21 set Trecho inédito de Galileia
Remexendo em papeis velhos, descobri esse trecho inédito do romance Galileia, publicado em 2018. Sou incapaz de dizer o motivo que me fez refugá-lo. Foram 200 ou 300 páginas deixadas fora do livro. Um outro livro, que nunca terei coragem de publicar. Escrever é um exercício de escolha entre o que parece bom e o que parece ruim.
“Fingi que dormia. Nunca soube se Ismael e o avô Raimundo Caetano estavam apenas de olhos fechados. Imagino que não desejavam expor os nervos de nossa tensão, era mais fácil parecer morto. Davi, sorrateiro, caminhava pelo quarto do enfermo, onde nunca botava os pés. Mas ele veio, estava ali nas suas roupas folgadas.
Não soprava vento no meio dia quente. Parou junto de cada um de nós e olhou-nos como retratos numa parede escura: o avô respirando com dificuldade, o cheiro de carniça que ninguém conseguia aplacar; Ismael deitado na rede, a cabeça pendente para trás, os cabelos abundantes e escuros, a pele gordurosa, a boca levemente aberta; eu tentando acomodar-me na cadeira, as pernas estiradas para bem longe.
O que o primo arredio deseja? Rir de nosso abandono? Depois do que ele me escreveu não espero nada melhor. Mas ele sempre nos surpreende, adeja como um pássaro leve, de um lado para outro, sem encontrar pouso.
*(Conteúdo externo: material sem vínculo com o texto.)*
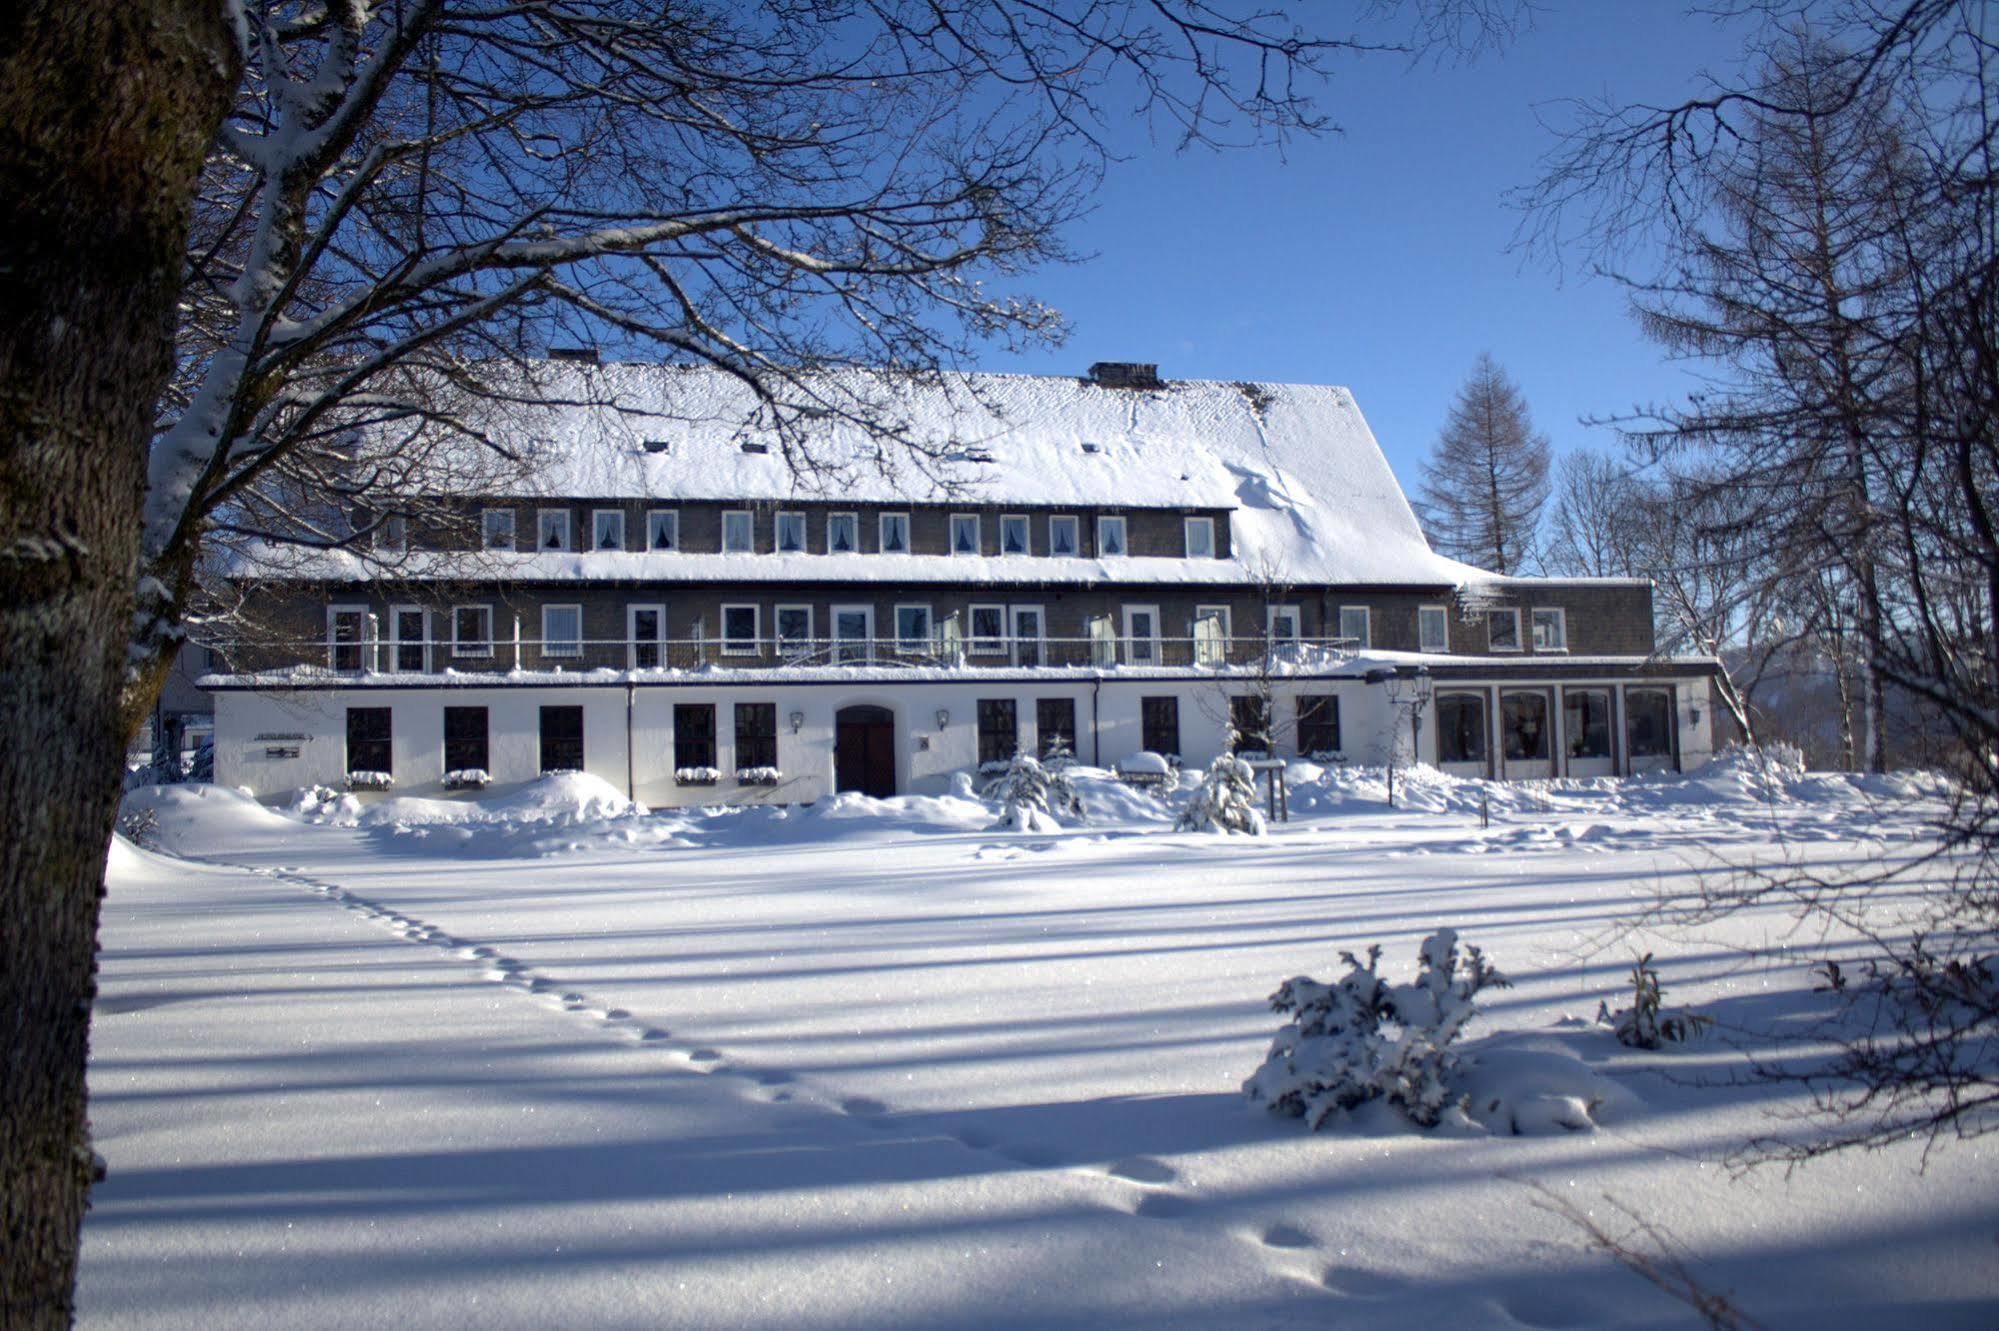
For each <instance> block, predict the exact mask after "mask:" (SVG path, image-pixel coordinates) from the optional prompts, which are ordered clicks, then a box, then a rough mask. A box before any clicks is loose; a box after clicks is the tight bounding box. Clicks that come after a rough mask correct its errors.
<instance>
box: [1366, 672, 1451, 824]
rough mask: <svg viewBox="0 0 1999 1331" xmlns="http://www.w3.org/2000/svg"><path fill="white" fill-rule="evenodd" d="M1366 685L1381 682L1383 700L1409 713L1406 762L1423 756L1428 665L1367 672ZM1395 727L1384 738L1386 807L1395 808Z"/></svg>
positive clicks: (1426, 703)
mask: <svg viewBox="0 0 1999 1331" xmlns="http://www.w3.org/2000/svg"><path fill="white" fill-rule="evenodd" d="M1365 679H1367V683H1385V685H1387V701H1389V705H1391V707H1393V709H1395V711H1397V719H1399V713H1403V711H1407V713H1409V761H1411V763H1413V761H1417V759H1421V755H1423V707H1427V705H1429V699H1431V695H1433V693H1435V687H1433V685H1431V679H1429V665H1417V667H1415V669H1411V671H1409V673H1401V671H1399V669H1369V671H1367V675H1365ZM1395 729H1397V727H1389V739H1387V807H1391V809H1393V807H1395V749H1397V743H1395V739H1397V735H1395Z"/></svg>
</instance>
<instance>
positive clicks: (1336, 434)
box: [462, 362, 1487, 586]
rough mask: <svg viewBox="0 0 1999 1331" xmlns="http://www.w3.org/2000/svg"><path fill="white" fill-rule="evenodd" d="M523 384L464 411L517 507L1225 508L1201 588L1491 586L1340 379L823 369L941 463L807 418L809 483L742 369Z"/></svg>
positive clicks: (832, 577)
mask: <svg viewBox="0 0 1999 1331" xmlns="http://www.w3.org/2000/svg"><path fill="white" fill-rule="evenodd" d="M510 374H522V372H510ZM524 374H528V376H532V378H534V384H532V392H530V388H528V386H526V384H524V386H522V388H520V392H518V396H520V398H542V400H540V402H526V400H498V398H496V400H482V402H474V404H468V406H464V408H462V412H464V414H466V416H470V418H472V420H474V424H478V426H480V428H484V430H486V432H488V434H490V436H492V438H496V440H508V442H510V444H512V446H514V448H522V450H526V452H528V456H530V460H532V468H530V474H532V482H530V486H528V494H526V496H516V498H530V500H532V498H572V500H652V502H660V504H672V502H688V500H722V502H728V500H748V502H788V500H790V502H802V500H820V502H824V500H846V502H856V504H922V502H962V504H976V506H1000V508H1005V506H1021V508H1057V510H1059V508H1067V506H1073V508H1171V510H1179V508H1207V510H1231V532H1233V558H1231V560H1227V562H1215V564H1217V566H1219V568H1201V570H1199V572H1195V576H1193V578H1189V580H1191V582H1227V580H1239V582H1249V580H1259V578H1269V580H1275V582H1281V584H1355V586H1363V584H1375V586H1383V584H1397V586H1411V584H1413V586H1457V584H1465V582H1479V580H1485V578H1487V574H1483V572H1481V570H1475V568H1471V566H1465V564H1457V562H1455V560H1445V558H1441V556H1437V554H1433V552H1431V550H1429V544H1427V542H1425V540H1423V534H1421V530H1419V528H1417V522H1415V516H1413V514H1411V510H1409V502H1407V500H1405V498H1403V494H1401V488H1399V486H1397V482H1395V474H1393V472H1391V470H1389V466H1387V458H1383V456H1381V448H1379V446H1377V444H1375V438H1373V432H1371V430H1369V428H1367V422H1365V418H1363V416H1361V412H1359V406H1355V402H1353V394H1349V392H1347V390H1345V388H1333V386H1311V384H1229V382H1213V380H1177V382H1167V384H1165V386H1163V388H1155V390H1133V388H1103V386H1097V384H1093V382H1087V380H1077V378H1055V376H1021V374H944V376H906V374H880V376H876V374H862V372H832V374H826V376H822V378H820V380H818V384H820V386H824V388H826V390H828V392H826V400H828V402H842V404H852V402H868V404H870V406H872V408H874V410H876V412H878V414H880V418H884V420H890V422H898V424H900V426H902V428H904V430H908V436H910V438H912V440H914V442H918V444H920V446H924V448H926V450H930V452H934V454H936V456H938V458H940V464H934V466H918V464H912V462H908V454H902V456H898V452H896V450H894V448H890V450H888V468H886V470H884V466H880V464H878V458H880V454H882V444H880V436H878V434H872V432H870V430H868V428H866V426H864V424H862V422H860V420H854V418H852V416H850V414H834V416H828V418H824V420H814V422H812V424H810V428H808V438H810V452H812V456H814V458H816V460H818V462H820V464H824V466H826V468H828V470H826V472H820V474H804V476H802V474H798V470H796V468H794V466H792V464H790V462H788V458H786V448H784V440H782V438H780V436H778V432H776V430H774V426H772V424H770V418H768V414H766V412H760V402H758V398H756V396H754V394H752V390H750V388H748V386H744V384H742V382H740V380H736V378H734V376H728V374H722V372H716V370H704V368H676V366H644V364H604V366H594V364H556V362H550V364H546V366H536V368H532V370H528V372H524ZM648 442H652V448H648ZM662 444H664V448H660V446H662ZM746 444H748V446H750V448H748V450H746ZM758 446H762V448H758ZM898 458H900V460H898ZM516 560H518V564H520V568H518V576H522V578H536V576H550V578H590V576H606V572H600V570H592V568H588V564H590V560H598V562H604V560H612V562H618V564H620V574H618V576H650V578H676V576H688V578H698V580H716V578H730V576H734V578H758V580H762V578H764V574H766V572H770V574H776V568H774V566H772V564H770V562H772V560H774V558H772V556H714V554H706V556H702V554H696V556H674V554H664V556H644V558H642V560H644V562H646V568H644V570H640V568H632V570H624V568H622V566H624V564H632V562H634V560H640V556H576V554H570V556H562V554H522V556H518V558H516ZM920 560H922V558H916V556H912V558H908V560H902V562H904V564H910V562H920ZM656 564H658V568H654V566H656ZM940 564H942V562H940ZM1035 564H1037V566H1039V564H1047V566H1049V568H1047V570H1045V572H1047V574H1049V582H1067V580H1071V578H1069V576H1065V574H1063V576H1057V572H1055V568H1053V566H1055V564H1065V566H1067V564H1073V566H1077V568H1075V574H1077V578H1073V580H1075V582H1127V580H1137V578H1141V572H1139V570H1137V568H1135V566H1159V570H1151V568H1147V570H1145V574H1157V576H1163V578H1165V580H1173V572H1175V568H1177V570H1179V572H1189V570H1187V564H1185V562H1171V560H1105V562H1099V560H1073V562H1071V560H1059V562H1045V560H1035ZM544 566H546V568H544ZM718 566H726V568H718ZM816 568H820V566H816ZM854 572H856V574H858V572H860V570H854ZM902 574H904V576H908V578H912V580H926V582H928V580H966V578H968V574H970V570H968V568H966V566H964V562H962V560H960V562H952V564H950V566H940V568H938V570H914V568H908V570H902ZM926 574H934V576H926ZM792 576H796V574H792ZM818 576H822V578H846V576H848V572H846V570H832V568H828V570H824V572H822V574H818ZM1021 576H1025V570H1023V572H1021Z"/></svg>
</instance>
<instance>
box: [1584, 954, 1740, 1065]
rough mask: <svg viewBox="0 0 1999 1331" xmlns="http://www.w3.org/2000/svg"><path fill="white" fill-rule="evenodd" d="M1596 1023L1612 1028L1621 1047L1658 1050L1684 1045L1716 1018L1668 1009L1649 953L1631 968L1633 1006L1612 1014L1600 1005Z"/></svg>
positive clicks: (1700, 1013)
mask: <svg viewBox="0 0 1999 1331" xmlns="http://www.w3.org/2000/svg"><path fill="white" fill-rule="evenodd" d="M1597 1021H1599V1023H1603V1025H1607V1027H1611V1033H1613V1035H1617V1043H1619V1045H1629V1047H1631V1049H1657V1047H1659V1045H1663V1043H1675V1045H1683V1043H1687V1041H1689V1039H1695V1037H1697V1035H1701V1033H1703V1031H1707V1027H1711V1025H1713V1023H1715V1019H1713V1017H1707V1015H1701V1013H1695V1011H1687V1009H1683V1007H1667V1005H1665V1003H1663V1001H1661V995H1659V971H1655V969H1651V953H1649V951H1647V953H1645V955H1643V957H1639V959H1637V961H1635V963H1633V965H1631V1005H1629V1007H1619V1009H1617V1011H1611V1009H1609V1003H1599V1005H1597Z"/></svg>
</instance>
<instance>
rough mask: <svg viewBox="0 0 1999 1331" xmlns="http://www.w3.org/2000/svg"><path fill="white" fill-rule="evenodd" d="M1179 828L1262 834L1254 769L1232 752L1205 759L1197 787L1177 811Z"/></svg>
mask: <svg viewBox="0 0 1999 1331" xmlns="http://www.w3.org/2000/svg"><path fill="white" fill-rule="evenodd" d="M1179 829H1181V831H1225V833H1233V831H1241V833H1245V835H1251V837H1259V835H1263V811H1261V809H1257V807H1255V771H1253V769H1251V767H1249V763H1245V761H1243V759H1239V757H1235V755H1233V753H1223V755H1221V757H1217V759H1215V761H1213V763H1209V767H1207V775H1203V777H1201V785H1199V789H1195V791H1193V795H1191V797H1189V799H1187V807H1185V809H1181V811H1179Z"/></svg>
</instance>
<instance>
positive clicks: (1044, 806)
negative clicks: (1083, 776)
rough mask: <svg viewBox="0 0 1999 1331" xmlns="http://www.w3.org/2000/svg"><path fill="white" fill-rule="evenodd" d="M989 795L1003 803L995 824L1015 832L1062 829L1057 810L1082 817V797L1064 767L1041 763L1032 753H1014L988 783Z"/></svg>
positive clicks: (994, 799)
mask: <svg viewBox="0 0 1999 1331" xmlns="http://www.w3.org/2000/svg"><path fill="white" fill-rule="evenodd" d="M986 797H988V799H992V801H996V803H1000V821H998V823H994V827H1011V829H1015V831H1059V829H1061V823H1059V821H1055V817H1053V815H1055V813H1061V815H1065V817H1081V813H1083V799H1081V795H1077V793H1075V787H1073V785H1071V783H1069V777H1067V771H1065V767H1053V765H1041V761H1039V759H1035V757H1033V755H1031V753H1015V755H1013V761H1009V763H1007V765H1005V769H1003V771H1001V773H1000V775H996V777H994V779H992V781H988V783H986Z"/></svg>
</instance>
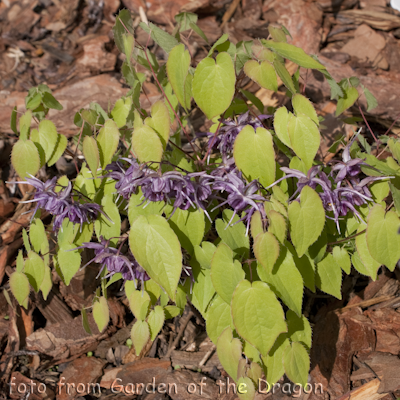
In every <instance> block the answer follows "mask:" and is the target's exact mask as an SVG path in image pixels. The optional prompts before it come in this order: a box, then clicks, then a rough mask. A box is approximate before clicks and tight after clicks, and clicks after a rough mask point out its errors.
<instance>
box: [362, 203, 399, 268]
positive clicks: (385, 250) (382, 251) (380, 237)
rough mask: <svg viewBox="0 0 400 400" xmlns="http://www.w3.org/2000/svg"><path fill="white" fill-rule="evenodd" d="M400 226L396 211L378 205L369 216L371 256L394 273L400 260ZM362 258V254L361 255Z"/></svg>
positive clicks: (368, 245) (370, 247)
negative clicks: (385, 211)
mask: <svg viewBox="0 0 400 400" xmlns="http://www.w3.org/2000/svg"><path fill="white" fill-rule="evenodd" d="M399 226H400V220H399V217H398V216H397V215H396V213H395V211H388V212H387V213H386V215H385V209H384V208H383V207H382V206H381V205H379V204H377V205H375V206H374V207H373V209H372V210H371V211H370V212H369V214H368V224H367V245H368V249H369V252H370V254H371V256H372V257H373V258H374V259H375V260H376V261H377V262H378V263H380V264H383V265H385V266H386V267H387V268H389V270H390V271H393V270H394V268H395V266H396V263H397V261H399V259H400V235H399V234H398V229H399ZM360 256H361V254H360Z"/></svg>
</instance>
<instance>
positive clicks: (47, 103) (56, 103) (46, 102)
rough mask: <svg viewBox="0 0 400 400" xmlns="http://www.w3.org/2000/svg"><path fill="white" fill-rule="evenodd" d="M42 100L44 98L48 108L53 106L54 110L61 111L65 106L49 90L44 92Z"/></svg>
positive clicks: (53, 108)
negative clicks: (64, 106)
mask: <svg viewBox="0 0 400 400" xmlns="http://www.w3.org/2000/svg"><path fill="white" fill-rule="evenodd" d="M42 100H43V103H44V105H45V106H46V107H47V108H52V109H53V110H59V111H61V110H62V109H63V106H62V105H61V103H59V102H58V101H57V100H56V99H55V98H54V96H53V95H52V94H51V93H49V92H45V93H43V96H42Z"/></svg>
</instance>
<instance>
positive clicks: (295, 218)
mask: <svg viewBox="0 0 400 400" xmlns="http://www.w3.org/2000/svg"><path fill="white" fill-rule="evenodd" d="M289 222H290V235H291V238H292V242H293V244H294V246H295V248H296V251H297V254H298V255H299V257H302V256H303V254H304V253H305V252H306V251H307V249H308V248H309V247H310V246H311V245H312V244H313V243H314V242H315V241H316V240H317V239H318V237H319V236H320V235H321V233H322V230H323V229H324V225H325V211H324V206H323V205H322V200H321V198H320V197H319V195H318V193H317V192H316V191H315V190H313V189H312V188H311V187H309V186H304V188H303V189H302V191H301V194H300V204H299V203H298V202H297V201H293V202H292V203H291V204H290V206H289Z"/></svg>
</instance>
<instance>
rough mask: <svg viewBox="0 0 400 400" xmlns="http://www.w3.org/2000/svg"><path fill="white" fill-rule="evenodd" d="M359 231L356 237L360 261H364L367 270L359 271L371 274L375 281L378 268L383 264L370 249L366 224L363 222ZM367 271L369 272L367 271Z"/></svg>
mask: <svg viewBox="0 0 400 400" xmlns="http://www.w3.org/2000/svg"><path fill="white" fill-rule="evenodd" d="M363 231H364V232H363ZM357 233H358V236H357V237H356V247H357V253H358V256H359V258H360V261H361V262H362V264H363V266H364V268H365V270H366V271H365V270H364V269H362V270H361V271H358V272H361V273H362V274H364V275H367V276H370V277H371V278H372V280H374V281H375V280H376V278H377V275H378V270H379V268H380V266H381V264H380V263H379V262H377V261H375V260H374V259H373V258H372V256H371V253H370V252H369V250H368V245H367V235H366V233H365V225H364V224H362V225H361V226H360V227H359V228H358V230H357ZM358 265H359V264H358ZM358 265H357V266H358ZM365 272H367V273H365Z"/></svg>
Senta aos pés do avô, de costas para mim, e somente quando posso abrir os olhos sem que ele perceba, avisto-o colocando a flauta entre os lábios, preparando-se para tocar.
Toca uma música celestial, uma composição cujo compositor não identifico, o que tira metade do meu enlevo. E ao escutá-lo, volto a achar que o primo é melhor do que todos nós, apenas porque é um artista, um músico manipulando as notas, me fazendo esquecer suas confissões.”